When we create martensite (the stuff we tend to make knives out of) we're packing as many dislocations into the steel as possible and spreading them out as evenly as we can. Tempering allows some of these to disappear. We use measured amounts of time and temperature to let the atoms move (only a little bit) and they line themselves up a little better.

Physically bending hardened steel beyond its elasticity will cause the dislocations to group up. This results in a concentrated weakness, where the steel will crack and the burr will fall off.

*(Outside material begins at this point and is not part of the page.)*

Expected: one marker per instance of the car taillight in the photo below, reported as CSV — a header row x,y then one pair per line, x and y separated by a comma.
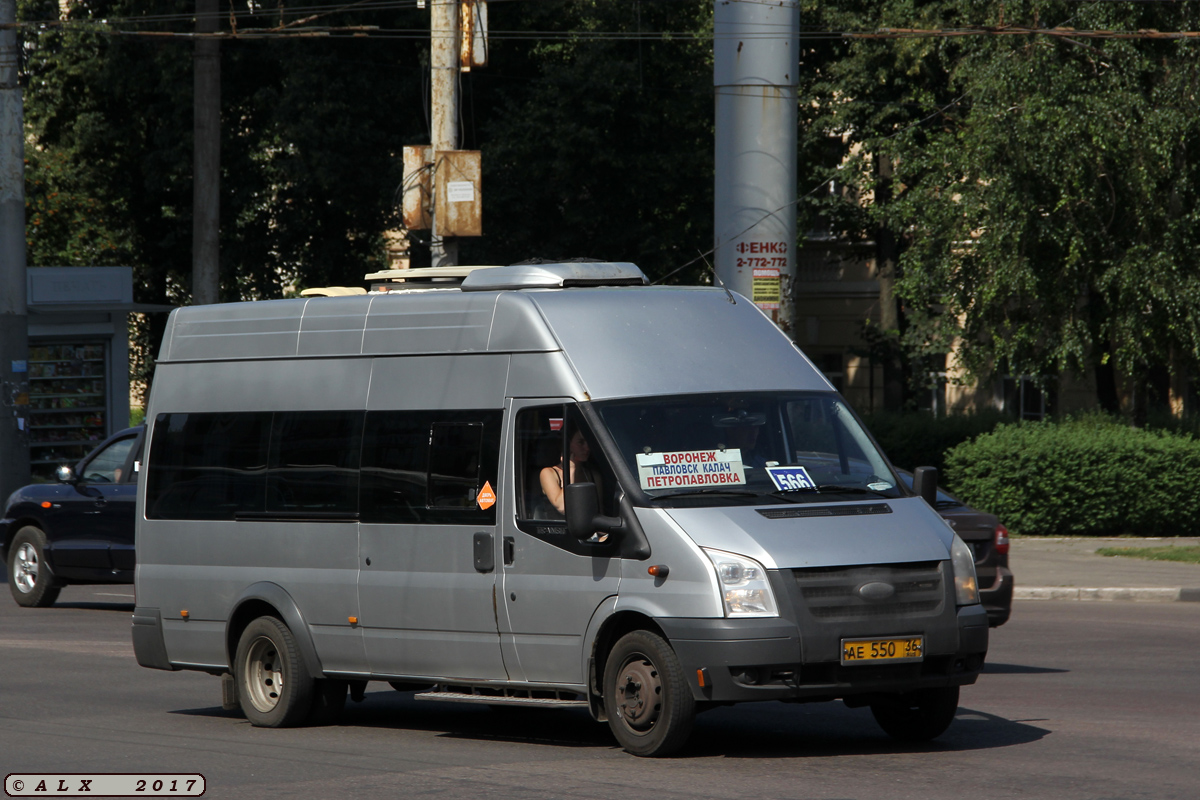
x,y
1001,540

_*Folding a burr over on itself doesn't allow any of the above to happen.*_


----------



## Nemo (Sep 6, 2017)

Once you straighten the edge (on a honing steel) and it gets work hardened is it then less tough so more likely to chip instead of roll next time the edge fails? Is this what is meant by fatigued steel? Or do I have completely the wrong idea?


----------



## malexthekid (Sep 6, 2017)

I am going to disagree with Kippington here. The theory is sound, to a degree, but not all work does worm hardening and given the thickness and type of deformation rolling and the steeling does, i think at best you may be creating some work hardening but also introducing stress fractures within the steel (aka fatiguing the steel).

Hence why steeling never lasts long. The edge just rolls back over.


----------



## Kippington (Sep 6, 2017)

I think I may have given the wrong impression. 

Let me explain it this way: When you take thin steel wire, say a straightened paperclip, and bend it back and forth in the same spot, what happens?
First it work-hardens. We don't really feel it in our fingers/hands because the steel is so thin, but the hardness in the wire goes up and the toughness drops. Knives have already been hardened to a degree so this part may not apply... but what happens next certainly does.

If we continue to bend the now hardened steel, the dislocations in it move around and group up. This happens in martensitic _*and*_ work hardened steels, which are both packed full of dislocations (more dislocations = more hardness and less toughness).

Dislocations collect and grow into a big one (mostly around the grain boundaries), this concentration becomes a weak spot and the thing breaks. We see this in both the wire paperclip and in the wire edge.

Clear as mud?


----------